Excusez, Monsieur le Premier Ministre, ce long préambule, et j'en arrive maintenant à ma question : les français ont en ont assez, le montrent (encore assez peu) et sont très inquiets (non pas
simplement pour leur sort) mais surtout sur la façon dont on gère le pays ; n'est-il pas temps de nous dire l'exacte vérité, de faire les comptes, de mettre autour de la table les représentants
du peuple français (pas les députés, ni les syndicats ni les politiciens patentés) mais des représentants issus de la société civile, et venant des différentes classes sociales. Ils se mettraient
d'accord sur un nouveau contrat social qui réconcilierait les français et demanderaient à chacun de prendre sa juste part au redressement. Dernière conclusion : remettez le goût de la politique
au coeur des français et demandez leur l'impossible, ils sauront répondre oui si ils comprennent que c'est la seule voie pour la France, et que les efforts sont justement partagés. La vraie
injustice est de mettre en avant, en permanence, les droits des uns en oubliant le devoir de tous.

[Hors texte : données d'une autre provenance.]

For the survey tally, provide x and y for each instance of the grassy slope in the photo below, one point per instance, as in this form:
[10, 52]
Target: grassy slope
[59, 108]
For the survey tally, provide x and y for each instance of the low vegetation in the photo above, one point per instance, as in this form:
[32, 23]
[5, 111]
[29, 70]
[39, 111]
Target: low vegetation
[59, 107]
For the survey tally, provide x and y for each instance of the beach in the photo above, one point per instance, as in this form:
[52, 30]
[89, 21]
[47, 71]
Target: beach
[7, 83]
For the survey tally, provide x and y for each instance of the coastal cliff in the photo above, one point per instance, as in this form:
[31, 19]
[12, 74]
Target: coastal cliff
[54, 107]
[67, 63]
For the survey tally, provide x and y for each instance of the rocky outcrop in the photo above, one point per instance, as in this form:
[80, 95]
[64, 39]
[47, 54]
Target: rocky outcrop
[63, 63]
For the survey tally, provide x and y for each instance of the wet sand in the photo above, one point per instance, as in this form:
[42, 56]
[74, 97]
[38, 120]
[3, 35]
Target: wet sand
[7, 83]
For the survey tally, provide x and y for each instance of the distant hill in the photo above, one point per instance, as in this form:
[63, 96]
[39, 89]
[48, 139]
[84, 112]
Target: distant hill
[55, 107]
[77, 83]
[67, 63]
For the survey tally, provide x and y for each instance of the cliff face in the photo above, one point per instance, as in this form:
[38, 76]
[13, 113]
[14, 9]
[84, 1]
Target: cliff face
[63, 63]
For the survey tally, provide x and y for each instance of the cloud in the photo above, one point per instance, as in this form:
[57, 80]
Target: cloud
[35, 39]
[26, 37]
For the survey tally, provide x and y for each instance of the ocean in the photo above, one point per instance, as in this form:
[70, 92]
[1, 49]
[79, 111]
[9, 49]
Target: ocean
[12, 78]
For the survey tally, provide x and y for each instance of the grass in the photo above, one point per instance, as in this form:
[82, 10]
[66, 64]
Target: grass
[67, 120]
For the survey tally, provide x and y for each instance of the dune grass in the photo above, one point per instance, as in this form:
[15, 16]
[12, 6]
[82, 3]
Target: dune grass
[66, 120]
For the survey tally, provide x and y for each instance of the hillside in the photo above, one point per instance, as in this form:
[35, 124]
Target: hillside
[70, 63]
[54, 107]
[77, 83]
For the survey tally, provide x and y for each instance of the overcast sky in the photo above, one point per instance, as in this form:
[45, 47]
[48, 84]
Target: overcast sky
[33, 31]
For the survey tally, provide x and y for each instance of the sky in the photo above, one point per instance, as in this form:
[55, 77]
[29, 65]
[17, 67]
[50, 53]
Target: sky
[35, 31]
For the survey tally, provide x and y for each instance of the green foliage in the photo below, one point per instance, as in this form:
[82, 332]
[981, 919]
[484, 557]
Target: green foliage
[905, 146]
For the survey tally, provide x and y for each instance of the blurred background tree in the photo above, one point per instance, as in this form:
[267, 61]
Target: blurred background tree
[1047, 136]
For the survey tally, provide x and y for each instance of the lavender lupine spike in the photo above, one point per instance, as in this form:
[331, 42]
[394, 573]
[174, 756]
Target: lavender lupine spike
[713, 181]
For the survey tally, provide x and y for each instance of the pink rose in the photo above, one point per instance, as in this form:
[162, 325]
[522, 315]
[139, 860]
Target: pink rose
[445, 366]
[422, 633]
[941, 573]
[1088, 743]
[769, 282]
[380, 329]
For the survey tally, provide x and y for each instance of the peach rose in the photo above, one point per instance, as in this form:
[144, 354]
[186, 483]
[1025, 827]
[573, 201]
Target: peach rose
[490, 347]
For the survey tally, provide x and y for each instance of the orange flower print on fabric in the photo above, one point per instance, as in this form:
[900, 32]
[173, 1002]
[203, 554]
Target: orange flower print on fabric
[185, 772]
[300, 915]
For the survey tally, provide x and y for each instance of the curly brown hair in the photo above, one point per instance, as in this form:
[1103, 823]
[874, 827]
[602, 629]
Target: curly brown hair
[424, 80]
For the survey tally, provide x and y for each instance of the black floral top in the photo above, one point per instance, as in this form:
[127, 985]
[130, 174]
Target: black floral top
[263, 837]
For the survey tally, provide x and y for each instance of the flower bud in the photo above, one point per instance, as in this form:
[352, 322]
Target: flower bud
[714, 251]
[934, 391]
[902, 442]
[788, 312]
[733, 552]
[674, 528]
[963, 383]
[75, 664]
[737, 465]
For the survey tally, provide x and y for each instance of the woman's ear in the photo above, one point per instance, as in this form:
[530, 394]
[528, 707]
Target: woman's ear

MME CHIRON MARTINE 23/06/2011 16:35



BONJOUR M FILLON JE ME PRESENTE JE SUIS MME CHIRON MARTINE JE DIRRIGE AVEC MON MARI UNE ENTREPRISE DE PLATRERIE CARRELAGE DEPUIS 1992 SI JE VOUS ECRIT AUJOURD'HUI CAR NOUS SOMMES CONFRONTER NOUS
LES ARTISANTS POUR LES MADIDIES PROFFESIONELLES A DES CONTRAINTES FINANCIERES QUE NOUS NE POUVONS PAS SUPORTER A CE JOUR ASSURANCE PRO BTP NOUS COUTE TRES CHERE A LEUR AUJOURD'HUI J'AI UN
SALARIER QUE JE DOIT LICENCIER POUR MALADIE PROFFESSIONNELLE IL N'I PAS DE LOIE POUR LES ARTISANTS POUR CE PROBLEME NOUS METTONS NOTRE ENTREPRISE EN PERIL PAR RAPPORT A CE DOSSIER


MON MARI EST PRESIDENT DE L'ASSOCIATION DES PLATRIERS PLAQUISTES DU MAINE ET LOIRE DEPUIS PLUS DE 10 ANS ET NOUS VOUDRIONS QUE VOUS NOUS REPONDER SUR CE SUJET TOUS LES PLATRIERS NOUS LANCONS UN
CRI ALERTE


M FILLON J'ESPERE QUE VOUS ALLER NOUS REPONDRE


SALUTATIONS


MARTINE ET DENIS CHIRON DE BEAUPREAU DANS LE MAINE ET LOIRE



MONVEL Gérard 14/06/2011 18:12



De nos jours on est pas fortuné avec 1.3millions, surtout si votre résidence principale correspond au tiers de ce montant.Pourquoi toujours le silence sur les oeuvres d'arts exonérées?La est la
fortune et c'est une honte. Mais personne n'en parle c'est Tabou!!!